VIENNA.- In his exhibition To be kind, Till Megerle presents thirteen new drawings from the past three years. The works show scenes involving oddly convoluted and deformed bodies as well as portraits of young people posing before landscapes on the urban periphery that are steeped in an atmosphere of vague alienation and taciturnity. The pictures insistently point up the protean, alien, and psychedelic facets of the quotidian. The familiar is distorted so as to become unreal, uncovering what was repressed or thought to have been overcome and revealing a latent violence that Aziza Harmel addresses in the publication accompanying the exhibition:
This back and forth between the mundane and the monstrous never manifests in Tills work for the sake of balance, but rather it is a pursuit of intensity and an acknowledgment of the immanence of violence. Violence here is a double bind that indicates a relationship between the means of living in the current system of governance and the omnipresence of history.
The figures in the pictures find themselves in literal or figurative strangleholds that they often seem to inflict on themselves.
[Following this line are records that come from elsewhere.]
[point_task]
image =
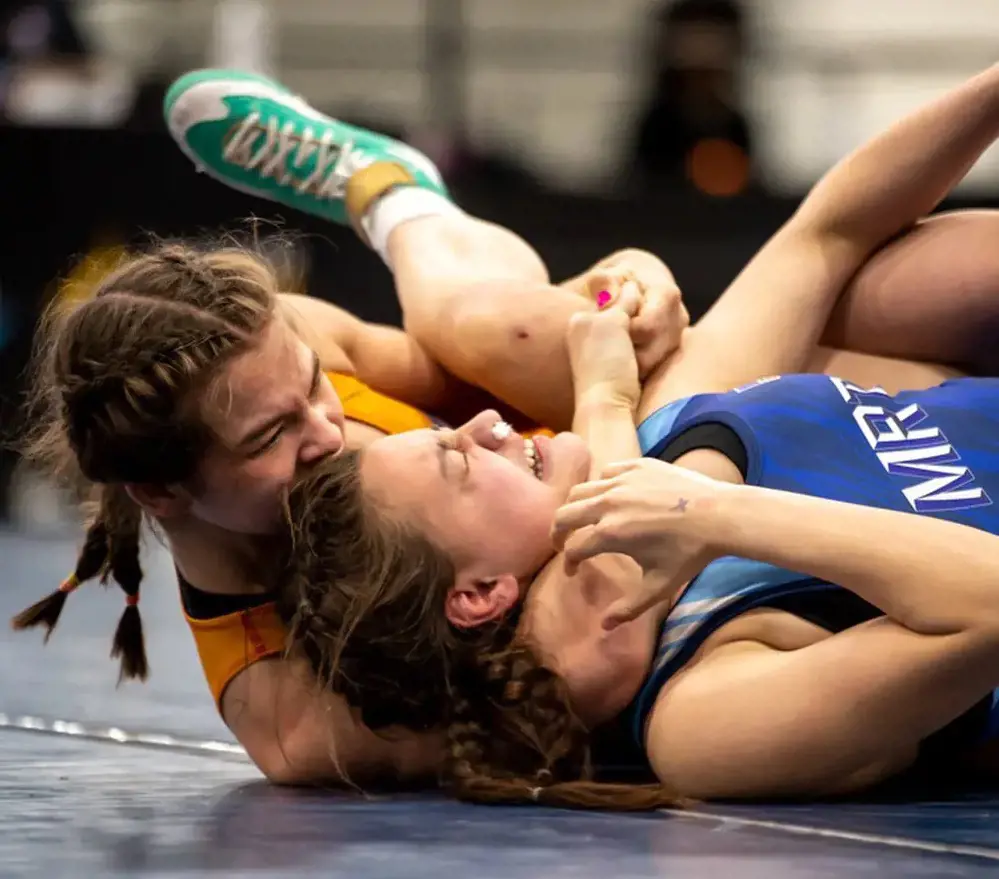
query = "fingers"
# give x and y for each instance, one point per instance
(630, 608)
(618, 468)
(585, 543)
(579, 513)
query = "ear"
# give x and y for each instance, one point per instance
(159, 501)
(474, 602)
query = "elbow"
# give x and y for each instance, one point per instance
(281, 769)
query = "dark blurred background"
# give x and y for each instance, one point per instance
(690, 128)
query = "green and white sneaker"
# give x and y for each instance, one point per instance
(254, 135)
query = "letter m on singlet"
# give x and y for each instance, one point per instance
(907, 444)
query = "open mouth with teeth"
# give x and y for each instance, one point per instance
(533, 458)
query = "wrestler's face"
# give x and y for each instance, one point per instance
(273, 412)
(480, 494)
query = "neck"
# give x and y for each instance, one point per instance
(215, 560)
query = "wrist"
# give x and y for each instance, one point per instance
(605, 398)
(721, 514)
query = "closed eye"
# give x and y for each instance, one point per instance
(452, 441)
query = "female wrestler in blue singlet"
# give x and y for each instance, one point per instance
(425, 589)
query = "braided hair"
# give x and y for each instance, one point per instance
(118, 378)
(364, 597)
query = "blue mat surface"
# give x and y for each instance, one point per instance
(146, 781)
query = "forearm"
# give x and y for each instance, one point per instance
(902, 175)
(930, 575)
(607, 426)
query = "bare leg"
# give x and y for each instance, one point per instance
(931, 295)
(478, 299)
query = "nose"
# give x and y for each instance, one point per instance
(324, 435)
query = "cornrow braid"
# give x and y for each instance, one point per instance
(514, 740)
(116, 401)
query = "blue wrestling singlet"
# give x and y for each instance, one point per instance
(932, 452)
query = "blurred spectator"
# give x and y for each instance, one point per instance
(692, 131)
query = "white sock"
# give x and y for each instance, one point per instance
(399, 206)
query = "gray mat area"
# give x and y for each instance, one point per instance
(76, 806)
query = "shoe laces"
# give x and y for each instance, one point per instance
(284, 149)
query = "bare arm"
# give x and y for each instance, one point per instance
(771, 316)
(384, 357)
(746, 720)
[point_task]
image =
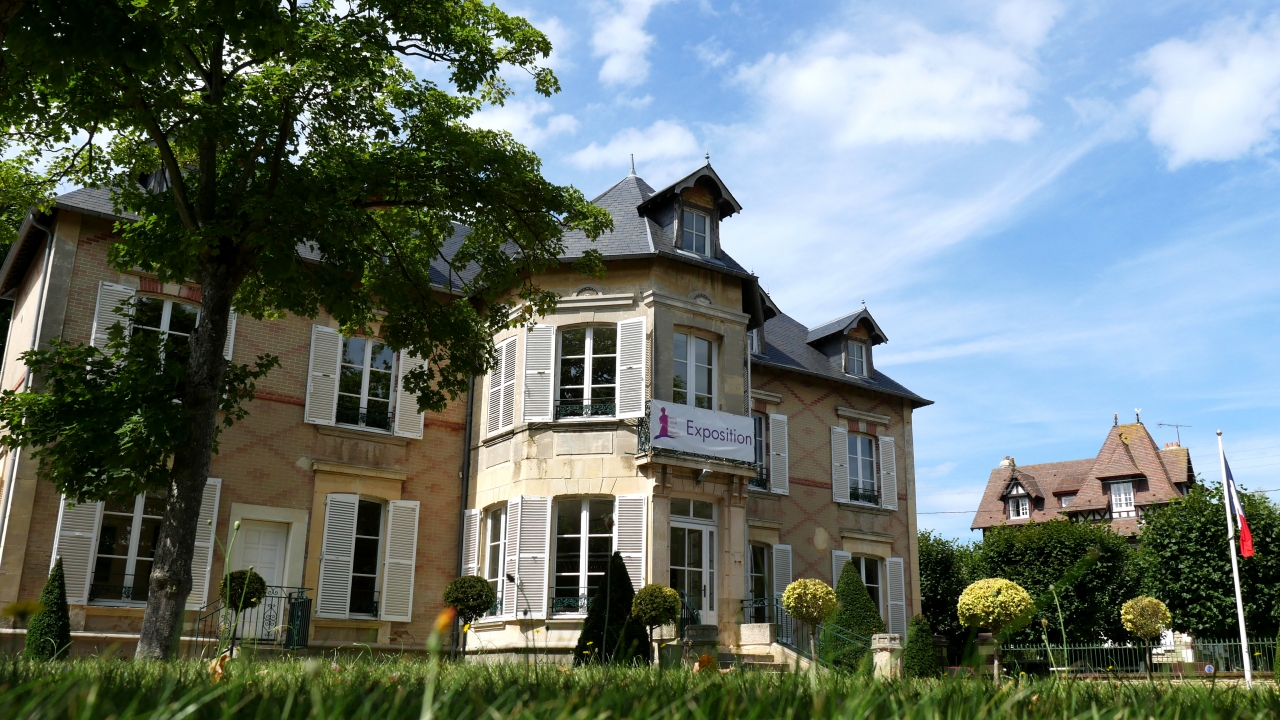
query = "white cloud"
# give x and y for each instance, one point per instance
(521, 118)
(931, 89)
(1215, 98)
(621, 40)
(661, 141)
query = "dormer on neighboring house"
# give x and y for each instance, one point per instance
(848, 342)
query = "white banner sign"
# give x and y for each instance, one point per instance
(705, 432)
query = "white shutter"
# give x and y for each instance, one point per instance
(231, 336)
(74, 541)
(780, 468)
(113, 306)
(323, 377)
(338, 547)
(202, 559)
(470, 542)
(629, 533)
(839, 559)
(840, 464)
(400, 561)
(511, 564)
(888, 474)
(781, 569)
(508, 384)
(535, 527)
(896, 596)
(539, 361)
(631, 374)
(408, 420)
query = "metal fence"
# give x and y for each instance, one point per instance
(1192, 657)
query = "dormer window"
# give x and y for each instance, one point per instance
(855, 359)
(695, 232)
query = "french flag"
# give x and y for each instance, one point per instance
(1233, 500)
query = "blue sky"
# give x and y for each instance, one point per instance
(1056, 210)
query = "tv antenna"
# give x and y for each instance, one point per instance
(1176, 427)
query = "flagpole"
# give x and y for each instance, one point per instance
(1235, 566)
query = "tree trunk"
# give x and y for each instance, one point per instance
(170, 570)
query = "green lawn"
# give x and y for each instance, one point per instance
(351, 689)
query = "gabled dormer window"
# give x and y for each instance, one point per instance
(855, 359)
(695, 232)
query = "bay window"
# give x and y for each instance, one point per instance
(694, 372)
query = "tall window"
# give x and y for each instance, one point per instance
(588, 372)
(496, 552)
(584, 542)
(762, 450)
(695, 232)
(758, 584)
(1019, 507)
(365, 384)
(126, 547)
(1121, 496)
(855, 359)
(172, 319)
(862, 469)
(365, 560)
(695, 372)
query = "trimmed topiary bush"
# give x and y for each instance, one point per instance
(49, 636)
(609, 634)
(919, 660)
(856, 615)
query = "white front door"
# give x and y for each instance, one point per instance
(263, 548)
(693, 566)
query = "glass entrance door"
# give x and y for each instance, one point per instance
(693, 568)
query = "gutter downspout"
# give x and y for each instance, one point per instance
(466, 491)
(26, 383)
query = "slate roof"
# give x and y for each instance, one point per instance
(786, 346)
(1128, 451)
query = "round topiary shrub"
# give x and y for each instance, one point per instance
(1144, 616)
(242, 589)
(471, 596)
Their physical intensity derives from intertwined moments of playfulness and grotesquerie. The characters are distinguished by a carnivalesque ambivalence that makes them seem both comedic and tragic, both intimate and aloof.
The combination of diverse styles and techniques is a defining characteristic of Megerles work. Where his earlier drawings were limited to black-and-white and sepia tones, this exhibition now also features color drawings. Working in charcoal, ink, crayons, and ballpoint pens, he layers dense aggregates of subtle hatching and graduated shading in compositions whose apparent homogeneity gives way to complex internal contradictions as discontinuities of perspective and sometimes caricatural exaggerations come into view. In a series of pictures such as The House of Sprezzatura (2019) or the portrait of four women in a stairwell (Untitled, 2020), the orchestration of individual hues applied in colored pencil in the areas of solid color yields a shimmering nacreous lucency that is eerily at odds with the figures expressions. In a number of other works, meanwhile, the characters wrestling or dancing motions are matched by the dynamic of vigorous complementary contrasts; the homogeneity of the planar composition, meanwhile, is disrupted by overlaid autonomous lines in ballpoint pen.
Megerles visual studies in the social attributes and standing of his figures take inspiration from historic works of art like the paintings of Pieter Bruegel and Matthias Grünewald, but also from pop-cultural sources such as skateboarding and gabber videos. Most of these widely diverse allusions, however, cannot be traced to an unequivocal reference. Eschewing the postmodernist play with quotations and irony, the artist instead foregrounds the engagement with forms, subjects, and techniques. His creative process is characterized by an arch seriousness. The motivation behind it may be compared to what drives the disaffected teenager who withdraws into his room to pursue a hobby with basic means yet indefatigable meticulousness and passion. The result, in Megerles case, is an interplay between rigorous form and a semblance of amateurishness that is also discernible in the idiom of his photographs and films and unmistakably anchors his work in the here and now.
A book designed by the artist, with numerous illustrations contextualizing the drawings on view in the show with additional selections from his oeuvre and an essay by Aziza Harmel, will be published in conjunction with the exhibition.
Till Megerle was born in Bayreuth in 1979 and lives and works in Vienna.